Beef, or Veggie Burger? How the Protein Package Matters for Health

Posted by on Feb 10, 2015 in beef | 0 comments

burger patties and buns

I always try to make burgers at home…than buy.

 

Protein is one of the essential building blocks of the human body. Found in muscle, bone, hair, skin, and throughout the organs and tissues, protein-based enzymes are responsible for fueling many of the crucial chemical processes that the body relies on daily. There are at least 10,000 distinct types of proteins that are active in keeping the human machine running, making it vital that the body replenish its stores through a protein rich diet.

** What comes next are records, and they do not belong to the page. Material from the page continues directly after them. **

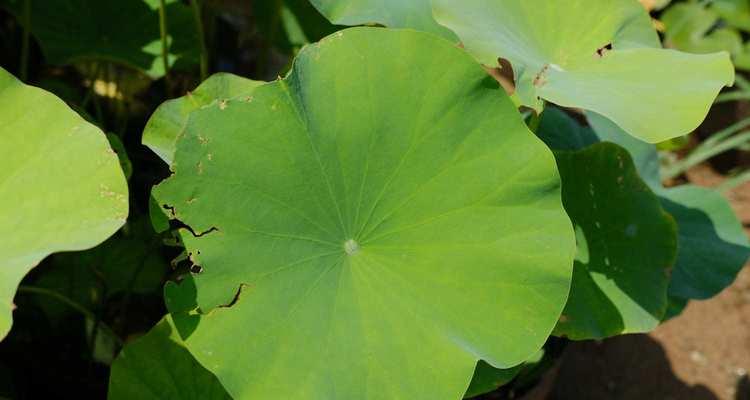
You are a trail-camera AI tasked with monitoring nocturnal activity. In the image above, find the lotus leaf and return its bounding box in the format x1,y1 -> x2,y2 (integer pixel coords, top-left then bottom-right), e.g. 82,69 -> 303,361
153,28 -> 575,400
0,68 -> 128,338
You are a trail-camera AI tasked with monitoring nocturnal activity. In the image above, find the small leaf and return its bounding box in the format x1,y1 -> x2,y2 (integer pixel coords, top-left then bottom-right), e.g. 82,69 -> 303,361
0,0 -> 199,78
662,3 -> 743,55
142,73 -> 264,164
0,68 -> 128,338
107,316 -> 232,400
154,28 -> 575,400
554,143 -> 677,340
433,0 -> 734,142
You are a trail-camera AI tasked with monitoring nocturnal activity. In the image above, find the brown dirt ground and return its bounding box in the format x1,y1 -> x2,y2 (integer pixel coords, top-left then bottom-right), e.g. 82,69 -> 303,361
548,166 -> 750,400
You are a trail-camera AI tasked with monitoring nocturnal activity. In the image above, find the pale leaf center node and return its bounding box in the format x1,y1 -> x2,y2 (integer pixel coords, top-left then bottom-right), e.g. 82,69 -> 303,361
344,239 -> 359,255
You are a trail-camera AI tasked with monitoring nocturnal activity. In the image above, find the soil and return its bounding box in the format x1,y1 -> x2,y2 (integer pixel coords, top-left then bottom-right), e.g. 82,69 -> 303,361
548,166 -> 750,400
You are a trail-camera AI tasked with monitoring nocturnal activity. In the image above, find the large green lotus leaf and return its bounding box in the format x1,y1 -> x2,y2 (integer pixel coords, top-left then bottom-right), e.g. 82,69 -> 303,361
310,0 -> 456,40
587,113 -> 750,299
107,316 -> 231,400
0,0 -> 199,78
555,143 -> 677,340
433,0 -> 734,142
662,3 -> 743,55
154,28 -> 575,400
142,73 -> 264,164
659,185 -> 750,299
0,68 -> 128,338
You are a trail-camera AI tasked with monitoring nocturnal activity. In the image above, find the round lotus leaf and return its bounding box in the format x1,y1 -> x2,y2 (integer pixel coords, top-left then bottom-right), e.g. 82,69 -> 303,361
660,185 -> 750,299
433,0 -> 734,142
107,316 -> 232,400
142,72 -> 265,164
0,0 -> 199,78
310,0 -> 456,40
555,143 -> 677,340
154,28 -> 575,400
586,113 -> 750,300
0,68 -> 128,338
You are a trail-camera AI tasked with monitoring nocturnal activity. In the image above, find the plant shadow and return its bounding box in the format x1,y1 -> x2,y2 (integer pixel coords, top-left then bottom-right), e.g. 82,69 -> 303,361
547,334 -> 724,400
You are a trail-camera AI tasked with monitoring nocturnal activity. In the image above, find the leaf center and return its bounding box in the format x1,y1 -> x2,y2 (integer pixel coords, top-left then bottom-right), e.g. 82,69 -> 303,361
344,239 -> 359,256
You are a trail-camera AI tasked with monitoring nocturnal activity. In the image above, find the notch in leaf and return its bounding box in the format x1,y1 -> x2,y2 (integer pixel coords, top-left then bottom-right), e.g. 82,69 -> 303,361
154,28 -> 575,399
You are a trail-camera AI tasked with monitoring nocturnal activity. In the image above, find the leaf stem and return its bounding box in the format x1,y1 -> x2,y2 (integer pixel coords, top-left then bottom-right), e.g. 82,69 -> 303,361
19,0 -> 32,82
159,0 -> 169,91
18,285 -> 122,345
662,118 -> 750,179
190,0 -> 208,82
718,170 -> 750,193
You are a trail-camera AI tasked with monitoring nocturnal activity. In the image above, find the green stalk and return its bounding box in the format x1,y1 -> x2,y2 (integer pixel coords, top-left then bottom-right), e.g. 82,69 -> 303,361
734,74 -> 750,92
190,0 -> 208,81
18,285 -> 122,345
159,0 -> 169,91
717,170 -> 750,193
20,0 -> 31,82
663,131 -> 750,179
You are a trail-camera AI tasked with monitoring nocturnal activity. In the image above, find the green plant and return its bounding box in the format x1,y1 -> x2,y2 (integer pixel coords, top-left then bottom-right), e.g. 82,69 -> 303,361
0,0 -> 750,400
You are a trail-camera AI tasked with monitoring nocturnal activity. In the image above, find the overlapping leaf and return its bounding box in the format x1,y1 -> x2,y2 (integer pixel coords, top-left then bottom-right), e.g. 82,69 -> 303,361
540,108 -> 750,317
0,0 -> 198,78
142,73 -> 263,164
587,113 -> 750,299
108,316 -> 231,400
154,28 -> 575,399
33,218 -> 169,321
310,0 -> 455,40
433,0 -> 734,142
0,69 -> 128,337
662,2 -> 750,68
555,143 -> 677,339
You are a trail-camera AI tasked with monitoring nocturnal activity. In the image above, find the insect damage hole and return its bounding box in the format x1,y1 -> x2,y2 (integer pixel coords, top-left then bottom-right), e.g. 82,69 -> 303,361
596,43 -> 612,58
344,239 -> 359,256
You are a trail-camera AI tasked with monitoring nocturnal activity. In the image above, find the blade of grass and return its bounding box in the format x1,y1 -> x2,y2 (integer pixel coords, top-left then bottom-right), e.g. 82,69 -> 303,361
19,0 -> 32,82
662,131 -> 750,179
159,0 -> 169,92
190,0 -> 208,81
717,170 -> 750,193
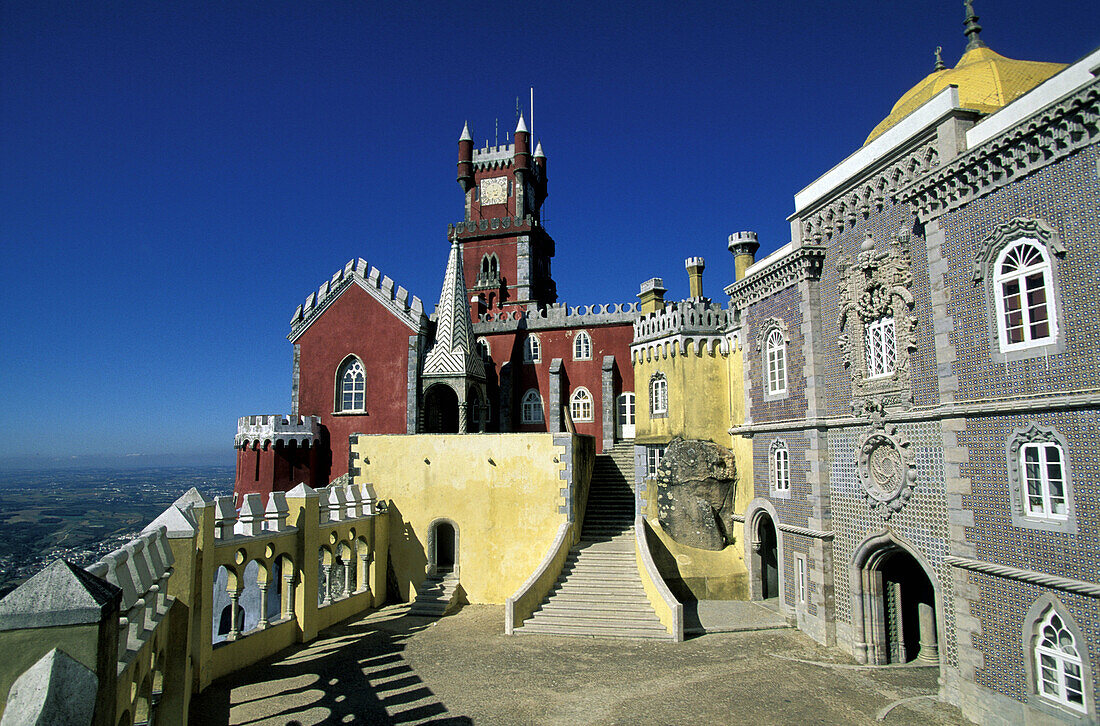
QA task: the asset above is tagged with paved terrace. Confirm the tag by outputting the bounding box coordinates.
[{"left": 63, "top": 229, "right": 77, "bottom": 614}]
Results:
[{"left": 190, "top": 605, "right": 968, "bottom": 726}]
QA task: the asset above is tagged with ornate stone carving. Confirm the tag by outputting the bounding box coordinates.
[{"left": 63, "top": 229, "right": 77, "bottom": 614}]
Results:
[
  {"left": 858, "top": 425, "right": 916, "bottom": 519},
  {"left": 837, "top": 230, "right": 916, "bottom": 416},
  {"left": 974, "top": 217, "right": 1066, "bottom": 283}
]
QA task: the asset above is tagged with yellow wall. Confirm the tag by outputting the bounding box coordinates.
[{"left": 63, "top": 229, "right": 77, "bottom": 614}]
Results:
[
  {"left": 352, "top": 433, "right": 592, "bottom": 603},
  {"left": 634, "top": 342, "right": 752, "bottom": 600}
]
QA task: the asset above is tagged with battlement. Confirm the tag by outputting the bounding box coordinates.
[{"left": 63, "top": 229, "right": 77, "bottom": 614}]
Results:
[
  {"left": 634, "top": 301, "right": 729, "bottom": 343},
  {"left": 287, "top": 257, "right": 427, "bottom": 341},
  {"left": 474, "top": 144, "right": 516, "bottom": 166},
  {"left": 233, "top": 414, "right": 321, "bottom": 449},
  {"left": 474, "top": 303, "right": 638, "bottom": 336},
  {"left": 447, "top": 215, "right": 539, "bottom": 240}
]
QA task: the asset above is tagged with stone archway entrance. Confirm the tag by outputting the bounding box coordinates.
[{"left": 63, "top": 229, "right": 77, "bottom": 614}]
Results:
[
  {"left": 853, "top": 538, "right": 939, "bottom": 666},
  {"left": 424, "top": 383, "right": 459, "bottom": 433},
  {"left": 752, "top": 513, "right": 780, "bottom": 600}
]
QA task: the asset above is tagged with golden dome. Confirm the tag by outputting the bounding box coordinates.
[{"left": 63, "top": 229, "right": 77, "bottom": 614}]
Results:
[{"left": 864, "top": 45, "right": 1066, "bottom": 146}]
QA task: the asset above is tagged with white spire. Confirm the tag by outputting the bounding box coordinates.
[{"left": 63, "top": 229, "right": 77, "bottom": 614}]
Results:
[{"left": 424, "top": 240, "right": 485, "bottom": 380}]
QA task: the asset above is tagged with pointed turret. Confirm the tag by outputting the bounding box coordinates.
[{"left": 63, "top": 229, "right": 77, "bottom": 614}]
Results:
[
  {"left": 459, "top": 122, "right": 474, "bottom": 193},
  {"left": 421, "top": 239, "right": 488, "bottom": 433},
  {"left": 424, "top": 240, "right": 485, "bottom": 381}
]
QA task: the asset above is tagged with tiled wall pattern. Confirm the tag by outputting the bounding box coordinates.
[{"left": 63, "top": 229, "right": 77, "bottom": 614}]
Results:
[{"left": 828, "top": 424, "right": 957, "bottom": 666}]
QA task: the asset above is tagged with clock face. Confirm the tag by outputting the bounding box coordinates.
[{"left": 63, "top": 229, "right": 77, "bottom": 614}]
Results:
[{"left": 479, "top": 176, "right": 508, "bottom": 207}]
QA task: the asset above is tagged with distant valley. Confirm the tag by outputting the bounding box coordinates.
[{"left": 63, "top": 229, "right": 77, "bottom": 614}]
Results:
[{"left": 0, "top": 466, "right": 234, "bottom": 596}]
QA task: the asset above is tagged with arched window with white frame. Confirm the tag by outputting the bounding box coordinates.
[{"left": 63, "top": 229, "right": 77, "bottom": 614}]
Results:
[
  {"left": 769, "top": 439, "right": 791, "bottom": 494},
  {"left": 765, "top": 328, "right": 787, "bottom": 396},
  {"left": 519, "top": 388, "right": 542, "bottom": 424},
  {"left": 569, "top": 387, "right": 592, "bottom": 421},
  {"left": 993, "top": 238, "right": 1058, "bottom": 352},
  {"left": 864, "top": 316, "right": 898, "bottom": 378},
  {"left": 1032, "top": 605, "right": 1088, "bottom": 713},
  {"left": 524, "top": 336, "right": 542, "bottom": 363},
  {"left": 336, "top": 355, "right": 366, "bottom": 414},
  {"left": 649, "top": 373, "right": 669, "bottom": 417},
  {"left": 573, "top": 330, "right": 592, "bottom": 361}
]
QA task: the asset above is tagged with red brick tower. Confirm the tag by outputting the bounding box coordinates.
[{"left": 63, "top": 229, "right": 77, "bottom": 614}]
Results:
[{"left": 449, "top": 116, "right": 558, "bottom": 321}]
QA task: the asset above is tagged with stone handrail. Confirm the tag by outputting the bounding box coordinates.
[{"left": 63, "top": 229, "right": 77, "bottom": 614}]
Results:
[
  {"left": 634, "top": 515, "right": 684, "bottom": 642},
  {"left": 504, "top": 521, "right": 573, "bottom": 635}
]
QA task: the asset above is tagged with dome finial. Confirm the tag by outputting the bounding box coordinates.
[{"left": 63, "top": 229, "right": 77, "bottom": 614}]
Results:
[{"left": 963, "top": 0, "right": 986, "bottom": 53}]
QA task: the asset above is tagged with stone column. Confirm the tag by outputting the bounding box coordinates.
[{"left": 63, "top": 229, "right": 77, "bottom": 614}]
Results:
[{"left": 916, "top": 603, "right": 939, "bottom": 663}]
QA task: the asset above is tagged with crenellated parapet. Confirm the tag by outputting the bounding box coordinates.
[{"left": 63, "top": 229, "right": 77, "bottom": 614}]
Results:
[
  {"left": 630, "top": 300, "right": 737, "bottom": 363},
  {"left": 87, "top": 526, "right": 175, "bottom": 671},
  {"left": 233, "top": 414, "right": 321, "bottom": 449},
  {"left": 474, "top": 303, "right": 638, "bottom": 336},
  {"left": 287, "top": 257, "right": 428, "bottom": 342}
]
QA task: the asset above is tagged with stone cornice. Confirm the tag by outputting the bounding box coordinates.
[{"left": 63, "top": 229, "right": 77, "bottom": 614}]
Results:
[
  {"left": 729, "top": 391, "right": 1100, "bottom": 436},
  {"left": 725, "top": 244, "right": 825, "bottom": 310},
  {"left": 894, "top": 80, "right": 1100, "bottom": 222},
  {"left": 944, "top": 554, "right": 1100, "bottom": 597}
]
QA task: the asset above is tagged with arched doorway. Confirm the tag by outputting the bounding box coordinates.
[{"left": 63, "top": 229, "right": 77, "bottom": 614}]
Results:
[
  {"left": 853, "top": 537, "right": 939, "bottom": 666},
  {"left": 428, "top": 519, "right": 459, "bottom": 574},
  {"left": 424, "top": 383, "right": 459, "bottom": 433},
  {"left": 754, "top": 514, "right": 779, "bottom": 600}
]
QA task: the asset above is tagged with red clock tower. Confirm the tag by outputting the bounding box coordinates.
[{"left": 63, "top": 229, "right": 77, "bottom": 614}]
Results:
[{"left": 449, "top": 116, "right": 558, "bottom": 321}]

Considering Food’s Complete Protein Package

However, recent research suggests that the amount of protein in your diet may be much less important than the quality of the total protein package that your meals contain–while red meats provide a rich source of proteins, they often come packaged with health-hazardous saturated fats and excess sodium. Recent studies are showing that replacing red meat options–and particularly processed red meats– with poultry, fish, and plant-based protein sources (i.e. a tofu dog or veggie burger can provide a complete protein profile without loading on the extra fats and salts.

burger ad fries

with its perennial partner, the fries

 

Links Between Red Meat and Cardiovascular Disease

Recent studies at Harvard School of Public Health have suggested that the regular consumption of even modest portions of read meat can be linked to an increased risk of stroke, heart disease, and related cardiovascular conditions. Meanwhile those who replaced red meats with lean proteins from fish, poultry, or vegetarian sources–such as beans and soybeans–seem to enjoy a significantly reduced risk for developing heart and circulatory conditions. One study found that as little as 1.5 ounces of processed red meat each day–about two pieces of bacon or a single hot dog–could be linked to up to a 20 percent increase of the risk of dying from a cardiovascular-related disease. These kinds of statistics are making vegetarian and lean meat options increasingly important for individuals looking to maintain a good health outlook.

Red Meat and Colon Cancer

Current dietary studies have also begun to focus on red and processed meats as a source of increased risk for colon cancer. The Harvard School of Public Health recently found that every added serving correlated to a 10 to 16 percent higher risk of dying from cancer-related complications. Such studies also indicate that high-temperature grilling of red and processed meats can increase the amounts of potential cancer-causing compounds. For instance, cooking meats over a high flame can quickly multiply the number of heterocyclic amines and polycyclic aromatic hydrocarbons, which are though to be linked to a number of digestive cancers. The American Institute of Cancer Research suggests that those who do enjoy the occasional steak or burger on the grill can help to reduce the presence of these harmful compounds by following a few simple guidelines:

  • Partly pre-cook meat in a microwave or oven to reduce overall time on the grill.
  • Allow meat to marinate before grilling.
  • Use a low flame to grill meats whenever possible.

Replacing Red Meats in Daily Diets

While modern studies on the effects of red meat on the modern diet are ongoing, preliminary research strongly suggests that replacing red meats with lean meats and modern meatless options may be one of the best ways to reduce the risk of developing heart disease and cardiovascular conditions.